I've written before about the forgotten African-American film actor Mantan Moreland. In the 1940's this quick-witted comedic talent was popular enough that he was a bankable star. When Moreland's name appeared in the credits (usually under the two leads), the film was sure to make bank and then some.
Monogram Pictures paired Moreland with juvenile actor Frankie Darro and hit box office gold. In their seven films together, Darro usually played an enthusiastic, impulsive character who always brought the pair into a murder mystery or other trouble through his headstrong (and wrongheaded) actions. Moreland played the reluctant sidekick, the more sensible and cautious of the two.
What makes this combination interesting is that it was very unusual for the late 1930's. African-American characters usually only appeared onscreen as servants or unskilled laborers. Often they were shown as lazy and/or slow-witted. Mantan Moreland was neither. And the result is a series of buddy pictures with a dynamic that reminded me of the Mel Gibson and Danny Glover in the "Lethal Weapon" franchise.

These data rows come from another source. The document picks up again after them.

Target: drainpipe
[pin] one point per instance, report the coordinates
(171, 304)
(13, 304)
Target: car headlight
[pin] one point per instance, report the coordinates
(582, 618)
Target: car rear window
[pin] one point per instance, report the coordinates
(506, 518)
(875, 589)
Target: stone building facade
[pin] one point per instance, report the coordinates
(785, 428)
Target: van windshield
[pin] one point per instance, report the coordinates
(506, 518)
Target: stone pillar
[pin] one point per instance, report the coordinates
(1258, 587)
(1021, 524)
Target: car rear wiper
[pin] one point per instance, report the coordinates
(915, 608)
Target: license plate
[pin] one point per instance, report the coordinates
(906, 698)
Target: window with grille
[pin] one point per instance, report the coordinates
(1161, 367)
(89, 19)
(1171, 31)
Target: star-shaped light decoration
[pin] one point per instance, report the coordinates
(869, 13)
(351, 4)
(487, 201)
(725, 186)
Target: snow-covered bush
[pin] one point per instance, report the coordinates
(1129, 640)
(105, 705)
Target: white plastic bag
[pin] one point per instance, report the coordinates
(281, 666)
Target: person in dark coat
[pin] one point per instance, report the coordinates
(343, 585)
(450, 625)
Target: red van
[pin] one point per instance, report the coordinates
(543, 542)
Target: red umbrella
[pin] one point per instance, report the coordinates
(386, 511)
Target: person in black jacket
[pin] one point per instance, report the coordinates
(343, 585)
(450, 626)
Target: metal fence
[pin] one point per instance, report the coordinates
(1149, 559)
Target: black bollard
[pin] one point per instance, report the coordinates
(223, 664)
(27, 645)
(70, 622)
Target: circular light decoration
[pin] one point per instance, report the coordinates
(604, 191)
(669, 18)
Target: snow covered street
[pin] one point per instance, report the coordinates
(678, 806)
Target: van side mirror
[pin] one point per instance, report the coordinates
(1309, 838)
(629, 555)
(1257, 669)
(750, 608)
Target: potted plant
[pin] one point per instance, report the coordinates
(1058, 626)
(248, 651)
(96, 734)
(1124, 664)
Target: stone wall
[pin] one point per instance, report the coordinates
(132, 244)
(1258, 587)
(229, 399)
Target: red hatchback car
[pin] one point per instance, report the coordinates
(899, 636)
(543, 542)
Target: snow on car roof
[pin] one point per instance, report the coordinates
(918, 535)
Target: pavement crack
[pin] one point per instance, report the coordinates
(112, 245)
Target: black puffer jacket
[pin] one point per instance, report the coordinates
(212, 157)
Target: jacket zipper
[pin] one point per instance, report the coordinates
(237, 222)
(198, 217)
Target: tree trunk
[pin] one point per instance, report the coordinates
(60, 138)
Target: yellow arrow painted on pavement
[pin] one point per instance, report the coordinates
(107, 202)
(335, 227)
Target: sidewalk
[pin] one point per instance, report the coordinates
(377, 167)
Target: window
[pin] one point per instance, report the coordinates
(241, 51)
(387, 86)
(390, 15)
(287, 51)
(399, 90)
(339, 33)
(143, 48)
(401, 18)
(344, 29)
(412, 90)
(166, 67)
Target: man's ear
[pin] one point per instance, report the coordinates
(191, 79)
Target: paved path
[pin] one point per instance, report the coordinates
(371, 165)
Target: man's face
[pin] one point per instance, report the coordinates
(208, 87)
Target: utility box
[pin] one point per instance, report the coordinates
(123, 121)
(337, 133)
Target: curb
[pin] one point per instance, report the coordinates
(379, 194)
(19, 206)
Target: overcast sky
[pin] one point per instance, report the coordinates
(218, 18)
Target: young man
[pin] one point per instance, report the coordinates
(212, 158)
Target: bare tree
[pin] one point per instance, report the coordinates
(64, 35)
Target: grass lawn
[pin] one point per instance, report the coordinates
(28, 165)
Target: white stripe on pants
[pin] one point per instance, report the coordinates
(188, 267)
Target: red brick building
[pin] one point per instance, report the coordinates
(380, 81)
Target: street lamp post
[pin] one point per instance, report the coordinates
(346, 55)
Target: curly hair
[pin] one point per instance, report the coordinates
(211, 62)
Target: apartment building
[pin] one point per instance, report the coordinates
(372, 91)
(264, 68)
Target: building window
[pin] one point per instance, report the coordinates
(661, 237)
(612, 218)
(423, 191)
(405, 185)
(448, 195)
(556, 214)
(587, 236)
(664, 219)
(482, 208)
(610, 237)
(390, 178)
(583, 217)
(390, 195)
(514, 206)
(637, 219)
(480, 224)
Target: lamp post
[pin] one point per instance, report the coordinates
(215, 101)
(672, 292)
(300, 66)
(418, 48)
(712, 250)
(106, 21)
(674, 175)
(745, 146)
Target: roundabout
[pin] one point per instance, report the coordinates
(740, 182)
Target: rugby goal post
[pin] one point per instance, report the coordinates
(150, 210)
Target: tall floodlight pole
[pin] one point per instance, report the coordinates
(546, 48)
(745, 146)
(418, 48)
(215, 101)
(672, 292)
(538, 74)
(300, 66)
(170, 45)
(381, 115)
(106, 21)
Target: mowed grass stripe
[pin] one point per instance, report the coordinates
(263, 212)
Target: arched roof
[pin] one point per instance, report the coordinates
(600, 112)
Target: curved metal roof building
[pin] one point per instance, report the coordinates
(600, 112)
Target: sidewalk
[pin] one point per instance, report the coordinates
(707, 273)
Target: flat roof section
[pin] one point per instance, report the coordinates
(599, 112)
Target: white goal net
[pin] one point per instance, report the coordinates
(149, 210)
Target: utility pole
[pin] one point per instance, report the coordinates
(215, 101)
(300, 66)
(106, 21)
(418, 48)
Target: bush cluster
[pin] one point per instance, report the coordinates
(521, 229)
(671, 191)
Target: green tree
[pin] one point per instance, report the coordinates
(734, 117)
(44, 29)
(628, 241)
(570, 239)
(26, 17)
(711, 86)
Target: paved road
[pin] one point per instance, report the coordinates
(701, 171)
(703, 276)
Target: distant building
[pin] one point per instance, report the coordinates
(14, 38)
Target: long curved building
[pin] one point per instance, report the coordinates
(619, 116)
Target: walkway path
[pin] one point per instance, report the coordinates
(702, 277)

"Chasing Trouble" (1940) is a good example of the pair at work. Frankie Darro plays an enthusiastic florist delivery boy who wants to play matchmaker to Marjorie Reynolds. Mantan Moreland just wants to keep his job (and after Darro gets them involved with Nazi spies, his life).
Here's his take on the fix they're in.
It's a fun little film, and the chemistry between Darro and Mantan holds up well with age. I found this film on Archive.org.
I'll be searching out the rest of the series.